In his budget for the 2013 fiscal year, due out today, President Obama will ask Congress to raise the maximum Pell Grant by $85, to $5,635, and provide $10-billion for job-training programs, according to the White House and sources briefed on Sunday.
The budget will include $30.7-billion for the National Institutes of Health, the same as the current year, but it will propose new grant-management policies that would increase the number of research grants by 7 percent. It would expand and make permanent the research-and-development tax credit.
The bulk of the job-training money would come in an $8-billion “Community College to Career Fund,” which would provide money to community colleges and states to form partnerships with businesses to train an estimated two million workers in high-growth and in-demand areas.
The election-year budget, which comes at a time of shrinking revenue and rising deficits, would also double the number of work-study jobs and reward colleges and states that slow their tuition growth and sustain their higher-education budgets.
As the president promised in his State of the Union address and a speech at the University of Michigan late last month, the administration would offer $1-billion in “Race to the Top"-style grants to states and expand the Perkins Loan program from $1-billion to $8.5-billion, allocating additional aid to institutions that offer relatively low net tuition, graduate relatively high proportions of Pell recipients, and prepare graduates to obtain employment and repay their loans.
The plan would also maintain the interest rate on subsidized Stafford Loans at 3.4 percent for an additional year, make permanent a $2,500 tax credit for college tuition and fees, and provide $55-million in grants through the Fund for the Improvement of Postsecondary Education to encourage innovation at colleges, with $20-million set aside for minority-serving institutions.
Like last year’s budget, it would replace the Teach Grant program with a Presidential Teaching Fellows grant program for the states. The new $190-million program would provide states with scholarship money for teacher candidates in exchange for better reporting to help determine which teacher-education programs work.
The TRIO and Gear-Up college-preparation programs would receive level financing, receiving no increase, as would all minority-serving institutions. However, the budget would also create a $30-million grant program to improve and expand teacher-education programs at minority-serving institutions.
Gearing Up for Work
The president will announce the “Community College to Career Fund” in a speech today at Northern Virginia Community College, in Annandale, Va. Later this month, Jill Biden, a community-college instructor for the last 18 years, and Secretary of Labor Hilda Solis will visit several community colleges and businesses that are collaborating to prepare students for the work force.

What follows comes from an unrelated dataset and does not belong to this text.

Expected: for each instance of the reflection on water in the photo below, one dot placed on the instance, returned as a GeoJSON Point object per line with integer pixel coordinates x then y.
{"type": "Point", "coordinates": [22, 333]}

It’s unlikely, however, that the president will get as much money as he’s asking for. In 2009 he asked Congress to approve $12-billion for community colleges, but that amount was whittled down to $2-billion in the final bill.
According to a fact sheet released by the White House on Sunday, the proposed new fund would train workers for unfilled jobs through apprenticeships, on-the-job training, and internships. It would also support industry efforts to develop skills consortia, standardize industry certifications, develop new training technologies, and offer grants to state and local governments that encourage companies to locate in the United States.
Under the president’s plan, states, industries, and colleges that were successful in placing workers in jobs would be eligible for additional “pay-for-performance” money.
The fund would also finance a six-week online training course on entrepreneurship for up to 500,000 new entrepreneurs and an intensive six-month entrepreneurship-training program for 100,000 small-business owners.
If enacted by Congress, the fund would “make for a huge positive impact,” said David S. Baime, senior vice president for government relations and research at the American Association of Community Colleges. “Work-force-training programs are costly, and given sustained cuts from state and local sources, these proposals could greatly benefit local economies.”